Piggy-Bank
Time Limit: 2000/1000 MS (Java/Others) Memory Limit: 65536/32768 K (Java/Others)
Total Submission(s): 11149 Accepted Submission(s): 5632
Problem Description
Before ACM can do anything, a budget must be prepared and the necessary financial support obtained. The main income for this action comes from Irreversibly Bound Money (IBM). The idea behind is simple. Whenever some ACM member has
any small money, he takes all the coins and throws them into a piggy-bank. You know that this process is irreversible, the coins cannot be removed without breaking the pig. After a sufficiently long time, there should be enough cash in the piggy-bank to pay
everything that needs to be paid.
But there is a big problem with piggy-banks. It is not possible to determine how much money is inside. So we might break the pig into pieces only to find out that there is not enough money. Clearly, we want to avoid this unpleasant situation. The only possibility
is to weigh the piggy-bank and try to guess how many coins are inside. Assume that we are able to determine the weight of the pig exactly and that we know the weights of all coins of a given currency. Then there is some minimum amount of money in the piggy-bank
that we can guarantee. Your task is to find out this worst case and determine the minimum amount of cash inside the piggy-bank. We need your help. No more prematurely broken pigs!
Input
The input consists of T test cases. The number of them (T) is given on the first line of the input file. Each test case begins with a line containing two integers E and F. They indicate the weight of an empty pig and of the pig filled
with coins. Both weights are given in grams. No pig will weigh more than 10 kg, that means 1 <= E <= F <= 10000. On the second line of each test case, there is an integer number N (1 <= N <= 500) that gives the number of various coins used in the given currency.

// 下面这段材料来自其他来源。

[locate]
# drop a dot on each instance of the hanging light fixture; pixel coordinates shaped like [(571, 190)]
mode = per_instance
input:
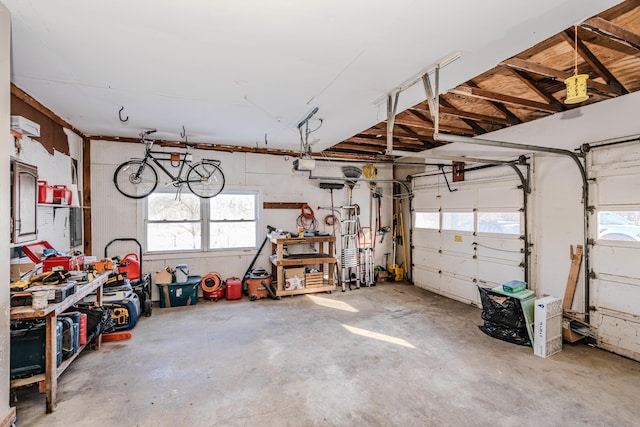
[(576, 84)]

Following this are exactly N lines, each specifying one coin type. These lines contain two integers each, Pand W (1 <= P <= 50000, 1 <= W <=10000). P is the value of the coin in monetary units, W is it‘s weight in grams.
Output
Print exactly one line of output for each test case. The line must contain the sentence "The minimum amount of money in the piggy-bank is X." where X is the minimum amount of money that can be achieved using coins with the given total
weight. If the weight cannot be reached exactly, print a line "This is impossible.".
Sample Input
3 10 110 2 1 1 30 50 10 110 2 1 1 50 30 1 6 2 10 3 20 4
Sample Output
The minimum amount of money in the piggy-bank is 60. The minimum amount of money in the piggy-bank is 100. This is impossible.
题意:给定一个空储钱罐的重量和满储钱罐的重量。再给定一些硬币种类的价值和重量,每一种硬币都有无数个。问:在储钱罐里怎样放硬币能使得总价值最小且总重量正好和满储钱罐重量相等。
题解:完全背包入门题。状态转移方程为dp[i][j] = min(dp[i-1][j-k*w[i]]) 0<=k<=totalWeight/w[i],跟01背包一样,完全背包dp数组也可以压缩成一维数组。只不过内层循环要顺序,而01背包是逆序。
另外这题在初始化dp数组时有个陷阱:对于在函数外定义的数组,若对它使用memset(dp + 1, -1, sizeof(dp + 1));那么将只有一个元素被初始化为-1,其余的全为0.但是若是memset(dp, -1, sizeof(dp));数组就可以全部初始化为-1。
#include <stdio.h>
#include <string.h>
int dp[10002];
int main()
{
int totalWeight, weight, val, n, t, i, j;
scanf("%d", &t);
while(t--){
scanf("%d%d", &weight, &totalWeight);
totalWeight -= weight;
scanf("%d", &n);
memset(dp + 1, -1, sizeof(int) * 10001);
for(i = 1; i <= n; ++i){
scanf("%d%d", &val, &weight);
for(j = weight; j <= totalWeight; ++j){
if(dp[j - weight] != -1){
if(dp[j] == -1 || dp[j] > dp[j - weight] + val)
dp[j] = dp[j - weight] + val;
}
}
}
if(dp[totalWeight] == -1) printf("This is impossible.\n");
else printf("The minimum amount of money in thepiggy-bank is %d.\n",
dp[totalWeight]);
}
return 0;
}